Wash and halve the tomatoes. Wash lettuce and shake dry. Peel 1 onion and cut into fine strips. Mix everything with remaining olive oil and 1 tablespoon lemon juice, arrange on hummus and sprinkle with dried herbs. Refrigerate hummus until ready to serve.

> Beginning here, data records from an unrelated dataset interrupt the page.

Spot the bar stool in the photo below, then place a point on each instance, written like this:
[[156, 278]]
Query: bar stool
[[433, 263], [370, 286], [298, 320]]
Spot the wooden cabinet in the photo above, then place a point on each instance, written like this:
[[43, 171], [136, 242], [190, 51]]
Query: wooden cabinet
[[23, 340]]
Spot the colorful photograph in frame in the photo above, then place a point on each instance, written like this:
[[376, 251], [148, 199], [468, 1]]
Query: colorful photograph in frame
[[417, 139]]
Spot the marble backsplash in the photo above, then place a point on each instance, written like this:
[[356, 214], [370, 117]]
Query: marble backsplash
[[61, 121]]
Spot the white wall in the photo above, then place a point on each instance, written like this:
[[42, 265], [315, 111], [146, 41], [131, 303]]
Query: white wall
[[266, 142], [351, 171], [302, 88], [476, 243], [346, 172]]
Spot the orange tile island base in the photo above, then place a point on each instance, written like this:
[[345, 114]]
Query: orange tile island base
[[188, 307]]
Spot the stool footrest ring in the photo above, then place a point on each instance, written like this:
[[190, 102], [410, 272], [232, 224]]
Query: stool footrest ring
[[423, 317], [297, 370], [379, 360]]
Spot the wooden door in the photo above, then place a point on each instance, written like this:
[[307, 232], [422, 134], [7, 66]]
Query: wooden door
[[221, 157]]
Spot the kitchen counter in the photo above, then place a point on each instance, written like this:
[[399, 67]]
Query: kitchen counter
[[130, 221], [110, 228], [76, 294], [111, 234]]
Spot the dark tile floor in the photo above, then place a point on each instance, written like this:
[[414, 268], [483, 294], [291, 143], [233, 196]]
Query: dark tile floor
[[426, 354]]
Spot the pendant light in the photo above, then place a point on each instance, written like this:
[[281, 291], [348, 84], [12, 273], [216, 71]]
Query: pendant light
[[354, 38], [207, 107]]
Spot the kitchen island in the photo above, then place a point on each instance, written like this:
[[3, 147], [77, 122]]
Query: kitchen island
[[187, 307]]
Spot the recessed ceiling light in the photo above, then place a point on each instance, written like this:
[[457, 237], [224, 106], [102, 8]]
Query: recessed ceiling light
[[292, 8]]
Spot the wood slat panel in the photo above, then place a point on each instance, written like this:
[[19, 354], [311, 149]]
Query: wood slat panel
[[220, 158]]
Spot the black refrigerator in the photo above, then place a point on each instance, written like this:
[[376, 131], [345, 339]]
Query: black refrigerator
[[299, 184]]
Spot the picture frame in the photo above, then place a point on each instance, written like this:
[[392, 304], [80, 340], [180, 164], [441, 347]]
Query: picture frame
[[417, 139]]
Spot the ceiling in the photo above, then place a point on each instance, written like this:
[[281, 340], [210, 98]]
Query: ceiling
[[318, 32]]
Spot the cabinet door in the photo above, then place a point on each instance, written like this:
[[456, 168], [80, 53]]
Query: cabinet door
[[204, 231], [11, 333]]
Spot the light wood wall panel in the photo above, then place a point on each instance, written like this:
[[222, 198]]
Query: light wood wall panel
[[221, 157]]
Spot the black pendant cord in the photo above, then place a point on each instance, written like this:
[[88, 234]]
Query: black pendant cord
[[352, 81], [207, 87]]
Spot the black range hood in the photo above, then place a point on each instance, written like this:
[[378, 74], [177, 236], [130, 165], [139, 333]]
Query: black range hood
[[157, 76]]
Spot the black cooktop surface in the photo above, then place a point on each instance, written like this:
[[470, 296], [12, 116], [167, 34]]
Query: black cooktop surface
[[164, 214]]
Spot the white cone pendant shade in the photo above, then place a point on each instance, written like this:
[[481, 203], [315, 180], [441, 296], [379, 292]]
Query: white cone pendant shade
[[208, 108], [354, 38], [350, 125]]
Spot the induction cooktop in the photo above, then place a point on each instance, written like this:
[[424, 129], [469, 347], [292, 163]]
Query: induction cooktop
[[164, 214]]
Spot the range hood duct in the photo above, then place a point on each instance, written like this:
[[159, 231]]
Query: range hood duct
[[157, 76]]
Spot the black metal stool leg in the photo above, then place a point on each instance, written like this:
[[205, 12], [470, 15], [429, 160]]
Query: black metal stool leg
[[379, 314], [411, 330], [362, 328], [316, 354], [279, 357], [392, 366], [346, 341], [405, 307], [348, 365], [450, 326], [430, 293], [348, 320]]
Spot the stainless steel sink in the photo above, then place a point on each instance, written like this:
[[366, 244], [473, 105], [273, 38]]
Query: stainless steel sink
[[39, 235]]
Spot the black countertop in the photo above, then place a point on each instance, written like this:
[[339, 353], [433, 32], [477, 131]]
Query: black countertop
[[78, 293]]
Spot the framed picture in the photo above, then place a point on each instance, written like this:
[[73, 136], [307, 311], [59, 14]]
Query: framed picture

For the sauce, mix peanut butter with curry paste, remaining lemon juice, 5 Tablespoons vegetable broth, and soy sauce.
Wash the coriander and shake dry. Clean red cabbage, wash and cut into strips. Peel and dice remaining onion. Clean broccoli, wash and divide into florets. Cut veggie bites into smaller pieces if needed.
Heat canola oil in a frying pan. Sauté red cabbage, onion, broccoli and veggie bites in it for 6-7 minutes over medium heat. Deglaze with remaining broth and let liquid boil away in 3-4 minutes over low heat. Then drizzle the peanut sauce, garnish with cilantro and serve hummus with vegetables.